Hitler’s palace in Nuremberg to be turned into opera house

Nuremberg announced this month that the opera’s temporary residence from 2021 would get a £70 million permanent building in the Congress Hall courtyard as part of a major project, The Telegraph reported.

Nuremberg’s city authorities have been criticised for the decision, but the head of the city, Julia Lehner, argues that the reconstruction does not negate the historical function of the landmark.

It is a place of historical memory and cultural life.

Meanwhile, Tobias Reichard, director of the Ben-Haim Research Centre (BHRC) at the University of Music and Theatre Munich, stated:

“Some would say that this is not something that should be done there, and that high culture should not be at a place where the Nazis proclaimed their most barbaric speeches.”

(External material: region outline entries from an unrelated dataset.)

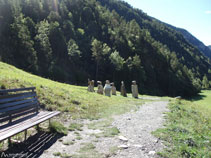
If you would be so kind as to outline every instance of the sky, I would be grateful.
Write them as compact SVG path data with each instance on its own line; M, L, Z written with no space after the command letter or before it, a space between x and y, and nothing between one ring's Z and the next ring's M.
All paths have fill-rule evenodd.
M211 0L124 0L147 15L184 28L211 45Z

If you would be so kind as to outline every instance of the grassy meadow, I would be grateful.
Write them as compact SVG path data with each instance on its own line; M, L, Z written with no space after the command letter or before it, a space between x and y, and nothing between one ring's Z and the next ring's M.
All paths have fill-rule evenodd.
M36 87L43 108L68 112L72 118L104 118L124 113L144 102L144 100L131 97L125 98L119 95L106 97L90 93L87 92L87 87L48 80L2 62L0 62L0 86L6 88Z
M172 100L165 128L154 134L164 140L162 157L211 157L211 91L189 100Z

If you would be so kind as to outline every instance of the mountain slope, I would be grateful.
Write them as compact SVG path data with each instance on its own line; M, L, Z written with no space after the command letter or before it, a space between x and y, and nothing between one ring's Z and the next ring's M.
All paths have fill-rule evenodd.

Working at the BHRC, which is located in Führerbau (or the “Führer’s building”, used extensively by Hitler), Reichard knows first-hand what it is like to spend every day in walls that are “highly contaminated” by their history. He believes the split over the new plans prompts the question:

What shall we do with this Nazi past and how relevant is it still today?

The Nuremberg Rally Grounds was designed by Albert Speer, Hitler’s architect. Inspired by the Roman Colosseum, the structure was originally planned to rise to 230 feet, but was only built to half that height due to the outbreak of war. Since the mid-1940s, it has been virtually unused.

That raises another issue. While for decades Germany has reckoned with its old buildings – including turning Tacheles, a former prison, into a commercial art gallery; Prora, the Nazis’ would-be holiday camp into luxury apartments; and the Saalecker Workshops, home of Paul Schultze-Naumburg, one of the party’s leading architects, into a design school – opera also bears the scars of the country’s past.